Barbara Bradfield Taft

In memoriam

Without the early, generous, and long-standing support of the late Barbara Bradfield Taft, the Folger Institute Center for the History of British Political Thought could not have flourished. While a National Endowment for the Humanities grant established the Center in 1984, it was Dr. Taft’s early matching gifts that sustained the Center until she ensured its future with an endowment in 1996. Dr. Taft, an historian of seventeenth-century British history, died at her home in Washington, D.C., on 22 November 2007 of complications from a stroke.

Dr. Taft was born in Grand Rapids, Michigan, on 24 May 1917 and graduated from the University of Michigan in 1939. With a dissertation titled The Fate of the Republican Party in Seventeenth-Century England, she earned her Ph.D. at Bryn Mawr in 1942. She was an active reader at the Folger Shakespeare Library for nearly forty years. Her best-known scholarly work, co-edited with Jack R. McMichael, is the 1989 edition of the works of William Walwyn, a Leveller pamphleteer and political leader in London during the English Civil War and Interregnum. She also wrote the Oxford Dictionary of National Biography essays for Walwyn and the parliamentarian army officer, Robert Overton. In addition to articles published in journals such as History, Historical Journal, Huntington Library Quarterly, and History of Political Thought, she contributed an essay to a volume of the Center’s Proceedings that grew out of the seminar, Religion, Resistance, and the Civil War, directed by William Lamont in 1985. That seminar was the third in a series of six inaugural Center seminars that comprehensively remapped the field of studies in the history of British political thought. Another of her essays appeared in The Putney Debates of 1647: The Army, the Levellers, and the English State (edited by Michael Mendle, 2001), a volume that issued from the Center’s 1997 conference of that name. In Absolute Liberty (1982), Dr. Taft edited selections from the articles and papers of Caroline Robbins, her indomitable Bryn Mawr professor who studied the history of eighteenth-century dissenters and quasi-republicans in The Eighteenth-Century Commonwealthman (1959).
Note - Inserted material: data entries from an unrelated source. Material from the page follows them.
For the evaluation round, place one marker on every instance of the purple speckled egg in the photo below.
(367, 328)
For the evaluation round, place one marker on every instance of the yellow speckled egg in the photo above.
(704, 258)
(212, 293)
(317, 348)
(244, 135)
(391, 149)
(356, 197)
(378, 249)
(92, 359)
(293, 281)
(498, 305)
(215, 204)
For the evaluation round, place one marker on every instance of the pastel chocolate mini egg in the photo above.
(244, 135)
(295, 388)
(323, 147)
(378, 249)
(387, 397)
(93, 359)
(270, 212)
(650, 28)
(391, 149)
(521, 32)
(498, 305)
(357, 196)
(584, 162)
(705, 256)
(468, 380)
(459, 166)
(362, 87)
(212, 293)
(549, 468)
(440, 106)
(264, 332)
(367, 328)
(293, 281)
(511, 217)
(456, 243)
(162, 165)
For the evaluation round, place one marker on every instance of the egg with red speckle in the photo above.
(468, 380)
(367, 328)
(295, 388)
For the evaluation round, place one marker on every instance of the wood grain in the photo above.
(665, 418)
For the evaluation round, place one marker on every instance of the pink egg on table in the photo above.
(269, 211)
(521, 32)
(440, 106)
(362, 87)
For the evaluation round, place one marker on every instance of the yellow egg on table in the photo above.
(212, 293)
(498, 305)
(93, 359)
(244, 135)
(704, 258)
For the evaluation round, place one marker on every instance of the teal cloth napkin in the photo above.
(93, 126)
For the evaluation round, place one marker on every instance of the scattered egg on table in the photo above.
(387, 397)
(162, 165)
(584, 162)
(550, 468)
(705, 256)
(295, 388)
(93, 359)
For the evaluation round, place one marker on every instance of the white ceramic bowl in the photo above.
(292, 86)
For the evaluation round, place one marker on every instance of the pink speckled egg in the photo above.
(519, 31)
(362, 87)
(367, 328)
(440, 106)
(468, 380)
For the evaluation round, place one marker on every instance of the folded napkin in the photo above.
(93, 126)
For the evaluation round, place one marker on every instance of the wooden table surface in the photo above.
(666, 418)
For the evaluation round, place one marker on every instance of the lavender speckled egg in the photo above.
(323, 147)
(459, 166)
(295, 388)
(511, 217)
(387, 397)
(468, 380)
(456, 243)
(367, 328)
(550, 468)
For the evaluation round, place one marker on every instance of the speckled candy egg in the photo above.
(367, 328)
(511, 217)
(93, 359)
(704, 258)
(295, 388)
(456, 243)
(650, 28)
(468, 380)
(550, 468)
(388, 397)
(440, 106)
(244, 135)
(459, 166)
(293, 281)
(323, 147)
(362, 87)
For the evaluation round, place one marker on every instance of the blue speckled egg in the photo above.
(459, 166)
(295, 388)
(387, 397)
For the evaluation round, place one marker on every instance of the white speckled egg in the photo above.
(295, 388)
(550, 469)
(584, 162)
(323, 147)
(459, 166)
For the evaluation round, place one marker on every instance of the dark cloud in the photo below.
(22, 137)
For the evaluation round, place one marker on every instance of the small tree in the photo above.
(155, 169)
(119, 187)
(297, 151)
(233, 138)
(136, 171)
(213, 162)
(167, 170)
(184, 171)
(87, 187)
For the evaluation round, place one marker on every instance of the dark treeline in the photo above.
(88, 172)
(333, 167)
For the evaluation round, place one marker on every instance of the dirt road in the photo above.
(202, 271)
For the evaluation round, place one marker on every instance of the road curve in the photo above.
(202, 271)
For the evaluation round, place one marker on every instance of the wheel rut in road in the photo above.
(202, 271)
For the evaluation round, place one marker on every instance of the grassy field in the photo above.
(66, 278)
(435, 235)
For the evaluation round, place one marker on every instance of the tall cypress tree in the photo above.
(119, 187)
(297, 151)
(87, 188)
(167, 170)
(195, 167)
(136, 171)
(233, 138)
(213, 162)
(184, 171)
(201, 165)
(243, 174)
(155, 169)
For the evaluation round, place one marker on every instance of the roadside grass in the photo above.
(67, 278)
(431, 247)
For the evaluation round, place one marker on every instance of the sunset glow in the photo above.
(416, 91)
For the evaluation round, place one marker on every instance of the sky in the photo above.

In the opening days of World War II, Dr. Taft survived the sinking by a German submarine of a passenger liner making a transatlantic voyage. She was introduced to William H. Taft III, her future husband, by the Bryn Mawr dean of the college, his aunt. She accompanied him to Ireland from 1948 to 1951 when he was a Foreign Service officer and again from 1953 to 1957 when he was named Ambassador. Survivors include four children, William H. Taft IV, Maria Clemow, Martha Golden, and John T. Taft; nine grandchildren; and a great-granddaughter. Her life was celebrated by friends and family in the Bethlehem Chapel of the Washington National Cathedral on 3 December 2007.